Lucas I have a slightly different take on NetCDF4.
You said NetCDF is not cloud-optimized because it requires loading the entire dataset in order to access the header/metadata and retreive a chunk of data, but it doesn't -- it just requires a lot of small binary requests to access the metadata, which is inefficient. The data in NetCDF4 can be written in arbitrary Nd-chunks, just like in Zarr.
The only difference with NetCDF4 is that many chunks can be in a single file (or object) while in Zarr, each chunk is in it's own object. That was important once upon a time, but now the cloud providers allow thousands of concurrent reads to an object. So the main reason NetCDF4 doesn't perform as well as Zarr is that the metadata data is not consolidated. And that's what we are addressing with reference file system approach -- we read the metadata in advance and store it so we can read it all in one shot. Then we use the Zarr library, which can take advantage of that!

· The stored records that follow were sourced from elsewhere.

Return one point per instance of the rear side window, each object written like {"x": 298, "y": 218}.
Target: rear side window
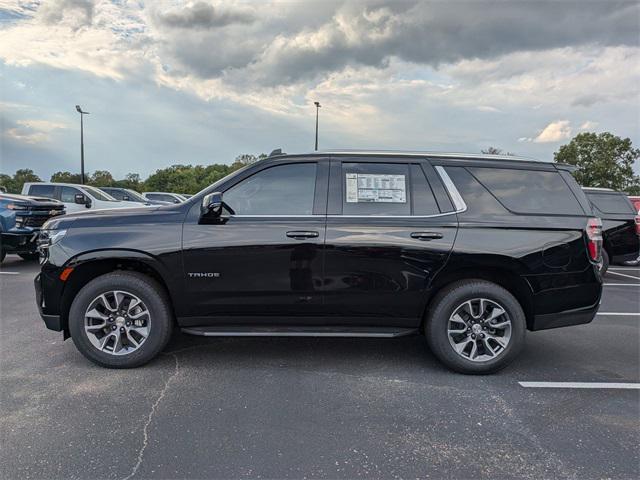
{"x": 529, "y": 191}
{"x": 68, "y": 194}
{"x": 42, "y": 191}
{"x": 280, "y": 190}
{"x": 375, "y": 189}
{"x": 608, "y": 203}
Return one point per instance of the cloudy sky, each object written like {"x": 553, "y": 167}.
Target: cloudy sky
{"x": 203, "y": 81}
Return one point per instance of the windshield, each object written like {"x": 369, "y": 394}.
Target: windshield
{"x": 133, "y": 195}
{"x": 99, "y": 194}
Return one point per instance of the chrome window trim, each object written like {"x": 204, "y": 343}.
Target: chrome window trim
{"x": 456, "y": 198}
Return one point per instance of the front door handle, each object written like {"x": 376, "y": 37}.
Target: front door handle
{"x": 301, "y": 235}
{"x": 426, "y": 236}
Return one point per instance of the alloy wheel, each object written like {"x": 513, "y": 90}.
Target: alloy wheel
{"x": 479, "y": 330}
{"x": 117, "y": 322}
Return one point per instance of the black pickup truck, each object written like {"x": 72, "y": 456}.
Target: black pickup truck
{"x": 20, "y": 221}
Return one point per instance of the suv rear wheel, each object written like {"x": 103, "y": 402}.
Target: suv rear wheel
{"x": 120, "y": 320}
{"x": 475, "y": 327}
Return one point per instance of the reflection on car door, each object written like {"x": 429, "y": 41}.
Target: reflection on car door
{"x": 388, "y": 234}
{"x": 266, "y": 258}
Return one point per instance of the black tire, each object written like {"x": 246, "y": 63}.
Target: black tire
{"x": 604, "y": 264}
{"x": 153, "y": 296}
{"x": 444, "y": 305}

I think that the virtual dataset over many files is an even bigger deal. You can find the specific parts of the specific files you need without having to read the metadata of all of the files separately (which is very slow), and load them concurrently (you could already load the hdf5s in parallel using threading, but without concurrency).
For the “extra storage” of the references, you might want to note that there are various encoding tricks that work well, the simplest would be to zstd compress the whole json: maybe gets you a factor of 10 in size, but is super fast to unpack.